Two generations of car were used across the series. The first generation was the Lola B05/52 — officially the Lola A1GP — powered by a 3.4-litre Zytek V8 producing 520 bhp in normal running and 550 bhp in PowerBoost mode. Cars ran on Cooper tyres. PowerBoost was available four times in the Sprint Race and eight times in the Feature Race; it activated only when the throttle exceeded 80% and speed exceeded 60 km/h. The chassis weighed 615 kg without driver or fuel.
For the 2008–09 season the Lola chassis was replaced by a car developed in partnership with Ferrari, using an upgraded Ferrari F2004 platform fitted with a 4.5-litre Ferrari/Maserati V8 producing up to 600 bhp in PowerBoost mode. Michelin supplied tyres for this season. The partnership was intended to span six seasons, but the series folded before the arrangement could be renewed.
Grands Prix of Nations took place over three days. Two one-hour practice sessions ran on Friday, with a further session Saturday morning. A two-hour qualifying session on Saturday afternoon used a format divided into four ten-minute segments, with results from sessions one and two setting the Sprint Race grid and results from sessions three and four setting the Feature Race grid. Sunday featured two races: a shorter Sprint Race of up to 24 minutes plus one lap with a rolling start, and a longer Feature Race of approximately 180 km with a standing start. Mandatory pit stops — one in the Sprint Race, two in the Feature Race — required all four tyres to be changed. Teams could field different drivers across practice, qualifying and the races, provided each race or qualifying driver had participated in at least one practice session.
Points were not awarded to individual drivers but to national teams, enabling driver changes between rounds without affecting a team's championship standing.
The fifth season opener at the Nikon SuperGP meeting in Australia was cancelled five days before practice was due to begin, with the series unable to confirm race logistics or finances. Subsequent rounds in China and Malaysia were also cancelled, effectively ending the series. A legal dispute in January 2010 at the High Court of Justice in London over ownership of the cars resulted in the administrator, Tim Bramston, winning the case and being charged with realising assets. GoIndustry DoveBid was appointed to manage asset sales, with the liquidators seeking £10 million.

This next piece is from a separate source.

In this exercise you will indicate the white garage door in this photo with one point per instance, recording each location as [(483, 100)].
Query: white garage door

The former Lola A1GP chassis subsequently found use in the Euroseries 3000, later known as Auto GP. In 2014 the International Sport Racing Association acquired the Lola-Zytek cars and ran a brief competition called Formula Acceleration 1. In 2015 AFRIX Motorsport of South Africa purchased the remaining 21 "Powered by Ferrari" A1GP cars from a freight company that had been granted a lien over them for unpaid transport bills, with plans for a South African single-make series.